Eine Harley-Davidson Flathead ist von Haus aus kein Kraftpaket. Doch mit Turboaufladung lässt sich aus dem altehrwürdigen Motor mehr Dampf rauskitzeln.

Wenn man Benny Akerlind fragt, wie man auf die völlig absurde Idee kommt, einen betagten Seitenventiler mittels Turbolader unter Druck zu setzen, wird er ohne Zögern Burt Monroe die Schuld geben. Denn schließlich war es „The World’s Fastest Indian“, die legendäre Maschine des Neuseeländers, die Benny zu seinem Umbauvorhaben inspirierte.
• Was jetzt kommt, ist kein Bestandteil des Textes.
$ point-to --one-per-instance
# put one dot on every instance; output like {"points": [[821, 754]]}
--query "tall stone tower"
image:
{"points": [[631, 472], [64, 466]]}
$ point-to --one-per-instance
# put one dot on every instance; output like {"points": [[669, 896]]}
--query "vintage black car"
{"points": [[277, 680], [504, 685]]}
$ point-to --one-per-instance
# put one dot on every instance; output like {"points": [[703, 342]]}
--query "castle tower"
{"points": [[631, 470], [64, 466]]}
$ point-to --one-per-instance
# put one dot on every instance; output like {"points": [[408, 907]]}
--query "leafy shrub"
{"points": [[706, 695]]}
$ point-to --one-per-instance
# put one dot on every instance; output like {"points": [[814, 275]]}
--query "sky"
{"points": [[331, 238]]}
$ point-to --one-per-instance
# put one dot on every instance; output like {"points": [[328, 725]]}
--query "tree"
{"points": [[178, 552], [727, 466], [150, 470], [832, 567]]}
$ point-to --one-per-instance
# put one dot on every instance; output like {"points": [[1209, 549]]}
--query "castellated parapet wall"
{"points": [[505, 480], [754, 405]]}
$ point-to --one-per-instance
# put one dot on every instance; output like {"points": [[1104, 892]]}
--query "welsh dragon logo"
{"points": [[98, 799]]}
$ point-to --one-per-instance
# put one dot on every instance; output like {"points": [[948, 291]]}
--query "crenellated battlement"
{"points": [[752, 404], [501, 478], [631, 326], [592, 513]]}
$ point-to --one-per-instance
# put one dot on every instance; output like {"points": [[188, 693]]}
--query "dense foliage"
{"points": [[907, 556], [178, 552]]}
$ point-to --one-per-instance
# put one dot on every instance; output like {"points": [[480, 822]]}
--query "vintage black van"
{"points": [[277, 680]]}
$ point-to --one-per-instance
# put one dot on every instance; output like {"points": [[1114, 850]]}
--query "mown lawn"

Turbo-Technik ist funktional und nicht unbedingt etwas für Ästheten, die das Schöne suchen

Er steht auf alte Seitenventiler, wie er unumwunden zugibt. „Ich bewundere jeden, der schnell auf einer Flathead unterwegs ist. Das ist ein echtes Kunststück und bei Monroes Indian kann man kaum glauben, dass dieses Teil einst über 300 km/h erreichte.“ Als er jedoch seinen Clubfreunden von seiner Idee erzählte, erntete er nur Kopfschütteln und puren Pessimismus.

Der VL-Rahmen von 1936 war an vier Stellen gebrochenen

„Das wird niemals funktionieren“, so die einhellige Meinung. Benny nahm’s als Ansporn. Schließlich hatte er von einer Indian Scout noch einen Korb voller Teile, die er irgendwann einmal gegen Harley-Parts getauscht hatte. Trotzdem schwankte er zwischen dem alten, an vier Stellen gebrochenen, 1936er VL-Rahmen mit Flathead-UL-Motor von Harley-Davidson aus dem Jahr 1940 und den Indian-Teilen.

Die Garrett-Turbine stammt aus einem Volvo 940 von 1990

„Es hat mich ein Schweinegeld gekostet, diesen verdammten Motor richten zu lassen, aber ich hätte noch mehr für den Aufbau mit Indian-Teilen bezahlt, die in den letzten Jahren extrem teuer geworden sind.“ Beim Turbolader entschied er sich dagegen für etwas zeitgemäßere Technik. Die Garrett-Turbine stammt aus einem Volvo 940 von 1990. Für die Umsetzung holte er sich Rat aus der Drag-Racing-Szene. „Ohne die zahlreichen Diskussionen mit den Racern, hätte ich mein Ziel kaum erreicht.“

Harley-Davidson Flathead – Läuft der Turbo?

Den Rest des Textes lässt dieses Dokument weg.